国内龍学者の声

鹿児島大学での婦人科腫瘍専門医の修練を終えて

 私は、高知県で婦人科腫瘍医を目指して高知大学の産婦人科に入局しました。残念ながら高知県には婦人科腫瘍専門医が不在であり、必然的に婦人科腫瘍専門医修練施設もありませんでした。その状況の中で修練先を探していた私に小林教授がお声がけくださり、念願であった今回の修練が叶いました。高知大学が修練施設でないため鹿児島大学で2019年4月~2022年3月の3年間で修練をさせてもらいました。婦人科腫瘍専門医の修練を考えている方の参考になればと思い、私の経験を述べさせていただきます。
 1年目は開腹手術を中心としたグループで非常に多くの症例を経験しました。修練で最も症例経験が集めにくい広汎子宮全摘出術に関しては、この年の後半に連続して15例を経験させていただきました。それまでも第一助手や半分執刀などをさせて頂いた上で初めから最後まで責任もって執刀する経験は、高知に帰って責任医になる私にとって大変自信になりました。それ以外にもこの年は、開腹での広汎子宮頸部摘出術、ロボット支援の広汎子宮頸部摘出術、ロボット支援のPAN郭清など貴重な症例も経験させていただきました。
 2年目は開腹手術とロボット手術を中心に経験させていただきました。高知大学からロボット支援手術の導入を期待され、サーティフィケートも取らせてもらっていました。この1年で10例以上経験させていただきました。これは現在高知でロボット支援手術を行うにあたり病院負担なく、保険診療を開始できる条件を満たしたことになり、私自身にも高知大学病院にも大変ありがたい経験になりました。
 3年目は腹腔鏡手術が中心のチームで指導いただきました。腹腔鏡下広汎子宮全摘術や腹腔鏡下傍大動脈リンパ節郭清などの第一助手をたくさんさせて頂きました。開腹で行っていた手術を腹腔鏡で視野を共有して手術中に指導いただき、またその動画を繰り返してみることにより、手技や解剖の知識が深まりました。また、センチネルリンパ節ナビゲーション手術の臨床研究を併用した腹腔鏡下広汎子宮全摘術の患者さんの術後回復の速さ、その後のQOLの良さに感激しました。適応をしっかりと守り、がんサバイバーのQOLを維持するこの重要性を感じました。
 3年間を通じて、JGOG、JCOG、その他企業治験や国際治験など多くの臨床研究も担当させていただきました。臨床研究を通じて婦人科癌患者さんのより良い治療を目指す姿勢を教えていただきました。
 全国講演会でもお名前を見ない月はない小林教授が外来や手術もフルでされていて、いつ休んでおられるのかと心配になるくらいでした。その多忙の中でも小林教授には週2回のカンファレンスや手術、学会発表など多くの場面で直接御指導いただきました。多くの「小林チルドレン」に仲間入りできたことは私の自慢です。

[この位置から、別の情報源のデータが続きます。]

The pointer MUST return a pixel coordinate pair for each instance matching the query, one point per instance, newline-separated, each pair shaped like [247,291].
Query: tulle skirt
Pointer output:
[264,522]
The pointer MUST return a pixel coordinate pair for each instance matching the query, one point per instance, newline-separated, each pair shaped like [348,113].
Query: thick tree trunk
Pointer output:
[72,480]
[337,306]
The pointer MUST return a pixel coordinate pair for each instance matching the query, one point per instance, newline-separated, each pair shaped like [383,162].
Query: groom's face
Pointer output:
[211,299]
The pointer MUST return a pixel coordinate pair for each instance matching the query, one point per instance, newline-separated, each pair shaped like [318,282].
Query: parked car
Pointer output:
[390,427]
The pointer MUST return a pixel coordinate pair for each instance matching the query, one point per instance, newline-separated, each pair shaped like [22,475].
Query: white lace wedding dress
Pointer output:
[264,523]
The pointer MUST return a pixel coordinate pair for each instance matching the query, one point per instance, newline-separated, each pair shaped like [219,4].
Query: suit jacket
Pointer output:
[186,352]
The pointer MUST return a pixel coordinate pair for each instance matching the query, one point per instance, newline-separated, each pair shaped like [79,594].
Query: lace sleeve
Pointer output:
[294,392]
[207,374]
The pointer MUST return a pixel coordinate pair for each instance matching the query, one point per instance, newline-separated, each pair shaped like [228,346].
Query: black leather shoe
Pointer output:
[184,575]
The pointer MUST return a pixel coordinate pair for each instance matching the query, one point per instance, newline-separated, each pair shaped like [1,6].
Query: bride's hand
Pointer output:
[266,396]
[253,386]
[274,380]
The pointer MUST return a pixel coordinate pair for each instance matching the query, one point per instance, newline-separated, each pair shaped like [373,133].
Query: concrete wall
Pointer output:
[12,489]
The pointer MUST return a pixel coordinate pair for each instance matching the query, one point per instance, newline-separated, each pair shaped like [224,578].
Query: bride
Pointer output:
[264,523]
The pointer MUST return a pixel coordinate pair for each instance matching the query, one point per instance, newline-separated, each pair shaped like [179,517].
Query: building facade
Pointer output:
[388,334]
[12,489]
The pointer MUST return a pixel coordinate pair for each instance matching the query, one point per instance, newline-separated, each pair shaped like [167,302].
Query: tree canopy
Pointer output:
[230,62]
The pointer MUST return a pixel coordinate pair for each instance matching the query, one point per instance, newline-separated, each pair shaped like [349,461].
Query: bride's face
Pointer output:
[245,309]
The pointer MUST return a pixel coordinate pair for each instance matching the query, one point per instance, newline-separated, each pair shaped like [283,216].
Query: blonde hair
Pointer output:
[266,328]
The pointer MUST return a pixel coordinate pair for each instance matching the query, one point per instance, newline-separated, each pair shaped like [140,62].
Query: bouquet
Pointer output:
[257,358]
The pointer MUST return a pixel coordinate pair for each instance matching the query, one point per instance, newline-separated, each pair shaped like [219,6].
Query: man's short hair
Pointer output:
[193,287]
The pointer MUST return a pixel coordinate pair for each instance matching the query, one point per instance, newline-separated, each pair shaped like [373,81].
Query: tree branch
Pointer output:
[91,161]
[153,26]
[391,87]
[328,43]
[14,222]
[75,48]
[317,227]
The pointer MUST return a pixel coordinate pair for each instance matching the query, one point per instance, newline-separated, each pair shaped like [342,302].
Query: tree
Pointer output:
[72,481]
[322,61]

 プライベートでは小学生3人の子供と妻の5人で鹿児島に行きました。臨床では主に婦人科のみであり、プライベートの時間も充実した3年間でした。途中からはコロナもありましたが、その前には奄美大島へ旅行をしたり、近くは霧島、指宿、知覧、大隅半島など多くの観光地に週末ごとに家族で足を運び、いちご狩り、紅葉、山登り、温泉など楽しみました。焼酎や鳥刺しなど食にも恵まれた土地で家族一同帰りたくないと言うほどでした。
 私のように婦人科腫瘍専門医の修練を考えている方には、都会でしか経験できないと思っているような最先端の手術や臨床研究を経験しながら、自分に必要な手術経験も非常に多くできる施設だと思います。